Rohit Bhardwaj

Rohit Bhardwaj is a Director of Architecture working at Salesforce. Rohit has extensive experience architecting multi-tenant cloud-native solutions in Resilient Microservices Service-Oriented architectures using AWS Stack. In addition, Rohit has a proven ability in designing solutions and executing and delivering transformational programs that reduce costs and increase efficiencies.

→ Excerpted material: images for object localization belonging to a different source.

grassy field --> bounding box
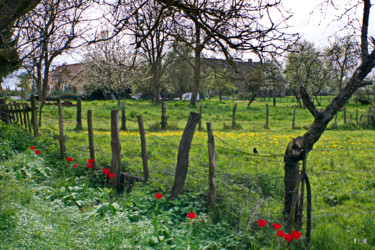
[0,96,374,249]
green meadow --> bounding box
[0,97,374,249]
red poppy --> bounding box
[73,164,78,168]
[273,223,282,230]
[291,230,302,240]
[276,231,285,237]
[66,157,73,162]
[30,146,35,150]
[102,168,110,175]
[284,234,293,242]
[87,159,94,164]
[258,219,267,227]
[187,212,197,219]
[35,150,40,155]
[155,193,162,199]
[87,163,92,169]
[108,173,115,179]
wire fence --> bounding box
[1,100,375,230]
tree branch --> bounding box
[300,83,319,118]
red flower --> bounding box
[284,234,293,242]
[87,163,92,169]
[258,219,267,227]
[102,168,110,175]
[291,230,302,240]
[30,146,35,150]
[66,157,73,162]
[87,159,94,164]
[35,150,40,155]
[73,164,78,168]
[276,231,285,237]
[108,173,115,179]
[155,193,162,199]
[187,212,197,219]
[273,223,282,230]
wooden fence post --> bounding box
[31,94,38,136]
[161,98,167,130]
[292,105,296,129]
[8,104,15,124]
[87,110,96,170]
[57,98,65,156]
[76,98,83,130]
[343,105,346,124]
[207,122,217,212]
[264,104,269,129]
[111,109,121,193]
[232,103,237,129]
[121,101,127,131]
[137,115,149,182]
[171,112,200,199]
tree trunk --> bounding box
[247,92,257,108]
[190,23,201,108]
[293,89,302,107]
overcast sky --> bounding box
[3,0,374,89]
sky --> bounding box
[3,0,374,90]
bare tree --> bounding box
[283,0,375,228]
[324,35,360,94]
[83,36,143,106]
[15,0,94,126]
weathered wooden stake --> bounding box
[121,101,127,131]
[76,98,83,130]
[207,122,217,212]
[232,103,237,129]
[87,110,96,170]
[161,98,167,130]
[137,115,149,182]
[368,107,372,125]
[292,105,296,129]
[57,98,65,156]
[343,105,346,124]
[264,104,269,129]
[111,109,122,193]
[171,112,200,199]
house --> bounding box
[48,63,86,93]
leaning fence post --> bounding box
[232,103,237,129]
[207,122,217,212]
[111,109,121,193]
[137,115,149,182]
[368,107,372,125]
[161,98,167,130]
[171,112,200,199]
[264,104,269,129]
[87,110,96,170]
[198,104,203,131]
[343,105,346,124]
[356,109,359,125]
[57,98,65,156]
[76,98,83,130]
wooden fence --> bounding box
[0,101,32,133]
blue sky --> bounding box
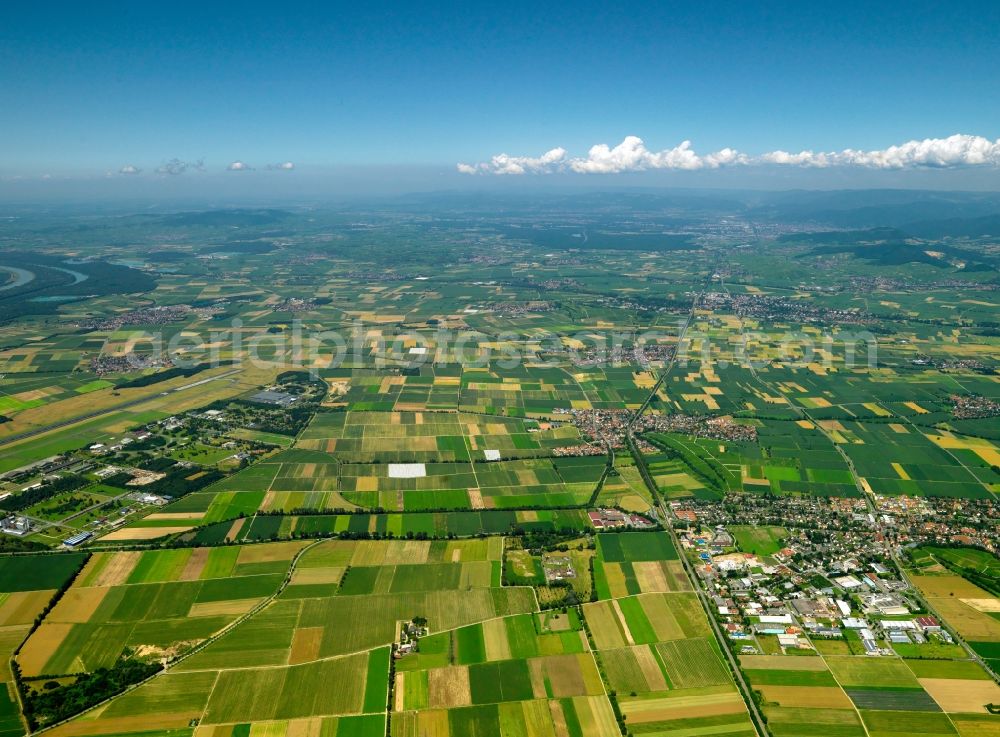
[2,0,999,188]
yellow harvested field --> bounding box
[289,626,324,665]
[602,563,629,599]
[621,688,744,723]
[632,561,669,593]
[427,666,471,708]
[537,654,601,698]
[412,710,449,736]
[0,590,55,626]
[740,654,829,671]
[82,551,141,587]
[236,541,308,563]
[580,602,625,650]
[382,540,431,565]
[863,402,890,416]
[633,646,668,692]
[892,462,911,480]
[482,617,512,662]
[179,547,210,581]
[638,594,685,641]
[47,712,197,737]
[17,622,73,676]
[394,674,407,713]
[290,567,344,585]
[46,587,109,624]
[102,526,192,541]
[572,696,620,737]
[285,718,331,737]
[610,600,635,645]
[920,678,1000,714]
[633,371,657,388]
[973,447,1000,467]
[912,575,992,599]
[964,598,1000,613]
[188,599,261,617]
[144,512,205,521]
[225,518,246,542]
[904,401,929,413]
[928,598,1000,640]
[758,685,852,708]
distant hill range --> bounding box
[781,227,998,271]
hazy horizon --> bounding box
[3,0,1000,200]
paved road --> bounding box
[622,274,769,737]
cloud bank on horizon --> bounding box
[106,160,295,177]
[457,134,1000,175]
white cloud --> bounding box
[119,164,141,175]
[459,147,567,176]
[156,158,205,176]
[459,134,1000,174]
[267,161,295,170]
[763,134,1000,169]
[569,137,710,173]
[227,161,252,171]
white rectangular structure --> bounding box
[758,614,793,625]
[388,463,427,479]
[483,449,501,461]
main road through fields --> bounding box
[622,270,769,737]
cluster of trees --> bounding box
[137,456,178,473]
[0,474,88,512]
[103,466,223,500]
[22,659,162,728]
[642,433,731,494]
[114,362,217,389]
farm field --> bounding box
[583,580,755,736]
[109,435,608,535]
[592,531,690,599]
[16,543,308,679]
[178,509,595,545]
[730,526,788,556]
[33,537,568,735]
[909,572,1000,673]
[0,192,997,737]
[0,555,87,737]
[25,532,754,737]
[740,637,1000,736]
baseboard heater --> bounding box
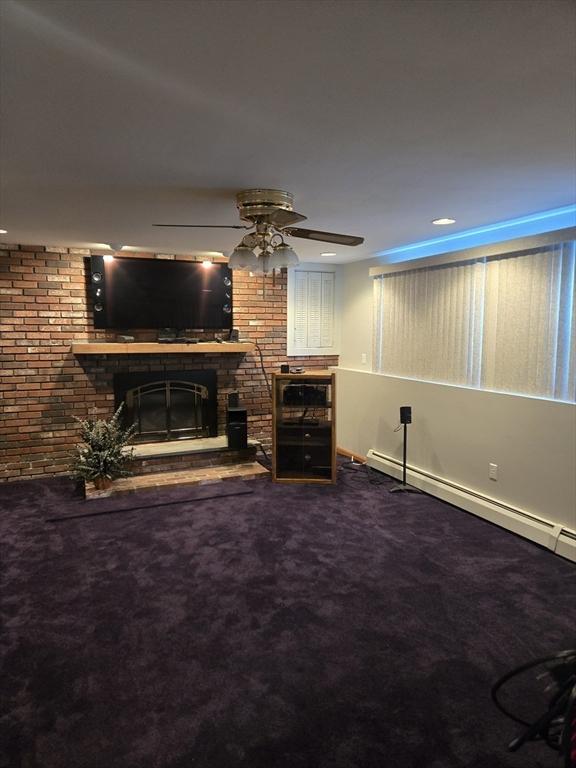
[366,449,576,563]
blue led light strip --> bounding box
[378,205,576,262]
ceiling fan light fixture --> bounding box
[269,243,299,270]
[249,260,267,276]
[228,244,258,270]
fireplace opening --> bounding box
[114,370,217,443]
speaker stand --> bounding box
[389,423,422,494]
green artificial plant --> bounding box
[71,404,136,484]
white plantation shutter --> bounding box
[307,272,323,347]
[373,241,576,402]
[321,272,334,347]
[293,271,308,348]
[288,269,338,355]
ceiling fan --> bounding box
[154,189,364,271]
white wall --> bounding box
[337,259,576,532]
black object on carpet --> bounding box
[45,482,255,522]
[0,470,574,768]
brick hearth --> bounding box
[128,438,260,477]
[84,462,270,500]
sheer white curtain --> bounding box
[373,241,576,402]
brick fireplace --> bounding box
[0,246,338,481]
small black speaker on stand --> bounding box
[390,406,422,494]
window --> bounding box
[373,241,576,402]
[287,267,340,357]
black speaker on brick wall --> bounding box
[90,254,107,328]
[400,406,412,424]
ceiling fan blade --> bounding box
[268,209,308,228]
[154,224,249,229]
[284,227,364,246]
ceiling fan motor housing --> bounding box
[235,189,294,223]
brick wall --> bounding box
[0,245,338,482]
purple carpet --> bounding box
[1,467,574,768]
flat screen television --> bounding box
[90,255,233,330]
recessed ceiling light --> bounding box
[321,252,337,257]
[103,254,115,262]
[431,218,456,226]
[0,229,7,234]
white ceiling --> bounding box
[0,0,575,264]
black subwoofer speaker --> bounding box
[227,422,248,450]
[227,406,247,425]
[227,405,248,450]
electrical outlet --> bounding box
[489,462,498,481]
[361,352,367,365]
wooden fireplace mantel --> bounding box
[71,342,255,355]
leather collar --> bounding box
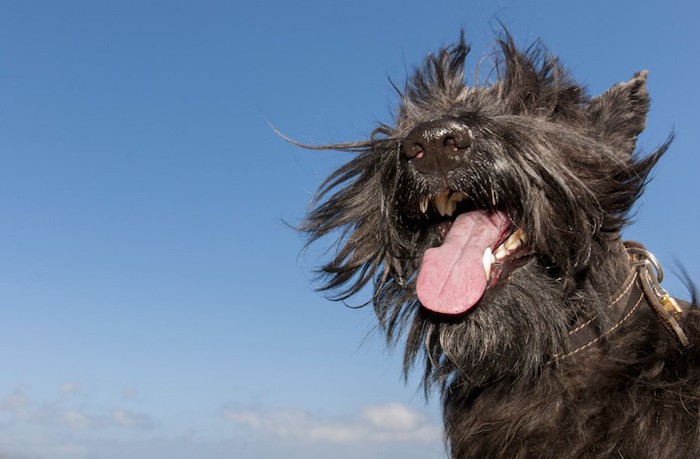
[554,241,689,361]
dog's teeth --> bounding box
[494,245,508,260]
[434,198,445,216]
[492,228,527,261]
[431,191,464,217]
[420,196,429,214]
[451,192,466,203]
[431,194,439,215]
[518,229,528,243]
[448,192,465,216]
[483,247,493,281]
[447,198,457,216]
[432,191,450,216]
[511,228,526,242]
[504,231,523,252]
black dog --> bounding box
[301,33,700,458]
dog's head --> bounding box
[302,34,667,387]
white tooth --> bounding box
[432,196,444,216]
[494,245,508,260]
[504,232,522,252]
[451,192,466,203]
[433,191,449,216]
[420,196,429,214]
[446,198,457,216]
[483,247,493,281]
[519,229,528,243]
[444,192,464,217]
[511,228,524,242]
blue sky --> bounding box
[0,1,697,458]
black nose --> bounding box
[403,118,473,174]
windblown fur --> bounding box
[301,33,700,458]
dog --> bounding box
[300,33,700,458]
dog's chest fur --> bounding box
[447,307,700,458]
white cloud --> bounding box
[362,403,422,431]
[0,386,153,431]
[0,385,162,459]
[223,402,442,445]
[1,387,445,459]
[0,387,31,416]
[121,387,140,401]
[60,383,80,395]
[61,411,90,428]
[112,409,154,429]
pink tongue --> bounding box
[416,210,509,314]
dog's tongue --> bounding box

As a trusted advisor, leader, and collaborator, Rohit applies problem resolution, analytical, and operational skills to all initiatives and develops strategic requirements and solution analysis through all stages of the project life cycle and product readiness to execution.
Rohit excels in designing scalable cloud microservice architectures using Spring Boot and Netflix OSS technologies using AWS and Google clouds. As a Security Ninja, Rohit looks for ways to resolve application security vulnerabilities using ethical hacking and threat modeling. Rohit is excited about architecting cloud technologies using Dockers, REDIS, NGINX, RightScale, RabbitMQ, Apigee, Azul Zing, Actuate BIRT reporting, Chef, Splunk, Rest-Assured, SoapUI, Dynatrace, and EnterpriseDB. In addition, Rohit has developed lambda architecture solutions using Apache Spark, Cassandra, and Camel for real-time analytics and integration projects.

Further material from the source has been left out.